Phi-3 Medium on H100: Compatibility & Performance

info Technical Analysis

The NVIDIA H100 SXM, with its 80GB of HBM3 memory and 3.35 TB/s memory bandwidth, offers ample resources for running the Phi-3 Medium 14B model, especially when quantized to INT8. Phi-3 Medium 14B, requiring only 14GB of VRAM in INT8, leaves a substantial 66GB of VRAM headroom. This abundant VRAM allows for larger batch sizes and longer context lengths, maximizing GPU utilization. The H100's 16896 CUDA cores and 528 Tensor Cores are more than sufficient to handle the computational demands of this model, promising excellent inference speeds.

Furthermore, the high memory bandwidth of the H100 ensures that data can be transferred between the GPU and memory quickly, preventing bottlenecks during inference.

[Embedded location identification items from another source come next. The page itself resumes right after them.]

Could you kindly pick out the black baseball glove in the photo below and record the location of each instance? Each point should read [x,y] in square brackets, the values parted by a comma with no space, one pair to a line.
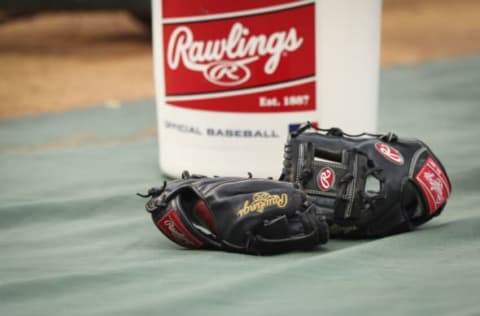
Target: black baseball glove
[374,185]
[254,216]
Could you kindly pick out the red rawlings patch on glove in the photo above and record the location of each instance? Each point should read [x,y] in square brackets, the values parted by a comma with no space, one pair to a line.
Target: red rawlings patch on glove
[171,225]
[434,184]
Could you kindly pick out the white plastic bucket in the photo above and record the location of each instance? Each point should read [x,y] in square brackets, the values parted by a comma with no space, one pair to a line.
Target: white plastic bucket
[233,78]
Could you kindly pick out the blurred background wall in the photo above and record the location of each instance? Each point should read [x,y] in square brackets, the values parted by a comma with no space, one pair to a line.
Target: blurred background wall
[57,55]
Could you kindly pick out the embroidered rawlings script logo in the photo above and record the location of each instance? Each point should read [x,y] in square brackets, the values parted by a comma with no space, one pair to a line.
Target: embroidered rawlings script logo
[224,61]
[171,225]
[261,201]
[326,179]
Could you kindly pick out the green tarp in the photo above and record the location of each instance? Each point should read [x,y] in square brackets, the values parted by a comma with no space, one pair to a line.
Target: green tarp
[75,240]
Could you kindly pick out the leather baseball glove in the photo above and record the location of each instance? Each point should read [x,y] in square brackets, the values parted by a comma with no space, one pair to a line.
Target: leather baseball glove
[374,185]
[248,215]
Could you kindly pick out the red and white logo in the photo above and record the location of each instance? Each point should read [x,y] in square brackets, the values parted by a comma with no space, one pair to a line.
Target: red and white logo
[225,61]
[390,153]
[326,179]
[434,184]
[234,59]
[171,225]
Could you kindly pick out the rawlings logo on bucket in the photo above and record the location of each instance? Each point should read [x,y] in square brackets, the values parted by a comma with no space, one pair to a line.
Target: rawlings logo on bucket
[326,179]
[223,61]
[390,153]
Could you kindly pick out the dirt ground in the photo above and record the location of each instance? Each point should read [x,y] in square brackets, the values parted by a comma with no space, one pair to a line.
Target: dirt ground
[58,61]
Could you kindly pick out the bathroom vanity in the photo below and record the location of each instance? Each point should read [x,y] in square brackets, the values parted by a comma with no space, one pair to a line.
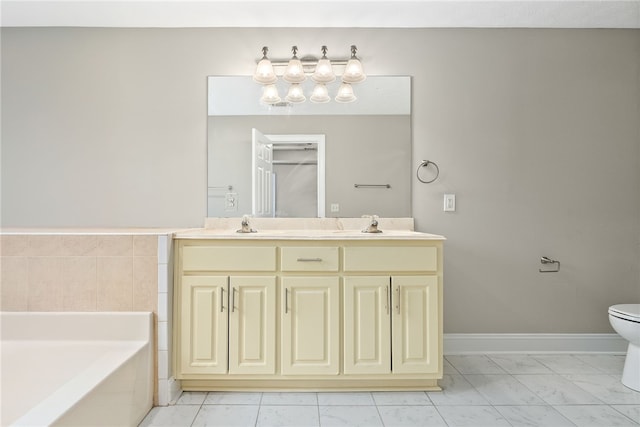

The Hopper architecture's optimized Tensor Cores accelerate matrix multiplications, which are a core component of transformer-based models like Phi-3. This combination of high VRAM, memory bandwidth, and specialized hardware allows for efficient and fast inference. The estimated 90 tokens/sec demonstrates the powerful performance achievable with this configuration.

lightbulb Recommendation

Given the H100's capabilities, prioritize maximizing batch size to improve throughput. Experiment with different batch sizes, starting with the estimated 23, and monitor GPU utilization. If the GPU isn't fully utilized, increase the batch size further. Utilizing a framework like vLLM or NVIDIA's TensorRT will provide further optimization and potentially increase tokens/sec. Also, consider using techniques like speculative decoding to further boost inference speed.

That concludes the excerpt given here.